HCS meets the night before Datamatch results come out to sort all of the questions from the survey into ten personality trait-based categories. Every answer is then plotted based on the traits it tests for.
Questions are then weighted based on the intuition of HCS members, distribution of answers, and the correlation between the answers of survey participants who indicated that they were in a relationship with another participant.
“A lot of people ask if it’s random, and it’s not random,” said Xiao, who added that there is “some secret sauce in it that I can’t reveal.”
Questions for the survey are generated less scientifically. “With the questions we just think about anything that will be funny, and we think about the implications of the questions later,” Xiao said.

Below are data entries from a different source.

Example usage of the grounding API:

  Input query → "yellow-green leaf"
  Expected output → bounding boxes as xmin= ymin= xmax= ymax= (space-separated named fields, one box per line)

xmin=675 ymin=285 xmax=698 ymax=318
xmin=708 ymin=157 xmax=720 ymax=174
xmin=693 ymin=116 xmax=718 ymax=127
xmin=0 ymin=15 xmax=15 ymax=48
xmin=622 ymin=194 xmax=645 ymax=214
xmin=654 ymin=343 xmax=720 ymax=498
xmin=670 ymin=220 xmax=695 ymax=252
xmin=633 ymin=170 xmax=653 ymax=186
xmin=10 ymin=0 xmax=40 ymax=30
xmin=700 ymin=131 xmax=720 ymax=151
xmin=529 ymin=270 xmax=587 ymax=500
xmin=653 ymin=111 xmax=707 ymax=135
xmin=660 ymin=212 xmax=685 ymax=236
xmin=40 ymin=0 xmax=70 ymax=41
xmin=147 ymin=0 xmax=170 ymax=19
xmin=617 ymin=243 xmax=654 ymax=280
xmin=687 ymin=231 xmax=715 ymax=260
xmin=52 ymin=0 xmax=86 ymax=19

Aren’t you glad you did not rely on a Harvard undergraduate’s intuition to find your spouse? I found my spouse at Harvard. And with no help from HCS. In fact I doubt there were many computers on campus. We relied on the Holy Spirit–how old-fashioned! In my new novel GROWING UP WHITE (NY: Harvard Square Editions, 2014) on page 87 I describe the romance of the protagonist which was similar to mine: “Anna and I shared under a Kentucky coffee tree in front of Widener Library. I was in the shadow of one of my lovers and in the arms of another. Later that evening we shared a yellow spread blanket while listening to the Boston Pops at the Hatch Shell near the Charles River. The juxtaposition of the glittering John Hancock Building and the deepening twilight of the Charles River basin added just the right amount of ambiance to create eternal love. The next day we quietly contemplated the grace of God and one another in rapture and gratefulness as we stared at each other in the shadow of Revere Beach (p. 87).”
Life is mostly full of ordinary, predictable events, but, ever once in a while, we stumble upon those extraordinary events. The discovery of a spouse. The birth of a child. The end of a sickness. I hope your life is as full of extraordinary time as mine is . . . certainly I owe it all to my loving God–and not to HCS.